Use breath as a switch. Two deliberate exhales before you start anything—a short shakeout, a mobility block, even a packing task—settle your system faster than scrolling. Audible breaths make it real.

Write the race in three sentences. One for pacing (“first kilometer feels too easy”), one for transitions (“two breaths, then move”), and one for the station that scares you (“short steps on sleds”). Keep the card in your pocket. When your brain wants to invent problems, read it and move on.

Keep tiny promises. Sleep windows, meals you’ve tested, and one short intensity touch early in the week are promises you can keep. They add up to a feeling of control that’s earned, not imagined.

Limit inputs. You don’t need ten opinions about course layout or someone else’s taper. If something doesn’t help your next action, mute it.

Practice finishing calm.
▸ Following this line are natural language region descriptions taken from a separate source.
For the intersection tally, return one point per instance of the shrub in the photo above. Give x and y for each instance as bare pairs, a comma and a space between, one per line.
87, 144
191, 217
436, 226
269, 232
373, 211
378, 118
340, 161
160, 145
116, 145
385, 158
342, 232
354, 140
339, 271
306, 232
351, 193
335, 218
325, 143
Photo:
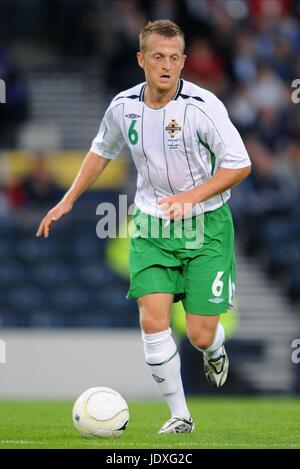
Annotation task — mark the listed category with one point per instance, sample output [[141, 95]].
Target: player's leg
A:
[[206, 334], [163, 359]]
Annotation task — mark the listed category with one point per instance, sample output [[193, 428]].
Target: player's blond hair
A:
[[163, 27]]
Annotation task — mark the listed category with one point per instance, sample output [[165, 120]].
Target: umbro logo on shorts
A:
[[216, 300]]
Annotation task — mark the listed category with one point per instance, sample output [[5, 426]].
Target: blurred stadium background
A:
[[63, 313]]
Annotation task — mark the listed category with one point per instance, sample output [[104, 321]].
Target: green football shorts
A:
[[193, 259]]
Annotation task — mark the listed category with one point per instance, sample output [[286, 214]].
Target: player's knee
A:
[[201, 341]]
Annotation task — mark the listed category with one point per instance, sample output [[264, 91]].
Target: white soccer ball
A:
[[100, 412]]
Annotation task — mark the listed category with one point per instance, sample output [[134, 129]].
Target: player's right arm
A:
[[92, 167]]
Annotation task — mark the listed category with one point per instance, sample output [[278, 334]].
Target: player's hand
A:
[[53, 215], [175, 207]]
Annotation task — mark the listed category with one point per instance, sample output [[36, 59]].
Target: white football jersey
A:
[[174, 148]]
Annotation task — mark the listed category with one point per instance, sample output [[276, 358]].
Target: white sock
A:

Once this week, end a session with two minutes of clean movement and steady breathing. You’re teaching your body that the last part feels controlled, not desperate.

Pack like you’ve done this before. Lay out your race set, warm‑up layers, and a small kit of tape, laces, and a chalk block. Then stop. Over‑packing is another way to rehearse anxiety.

Taper time will still buzz—you’re human. But with a few rails in place, the noise becomes background. You’ll hear your own plan more clearly, and that’s the voice that matters.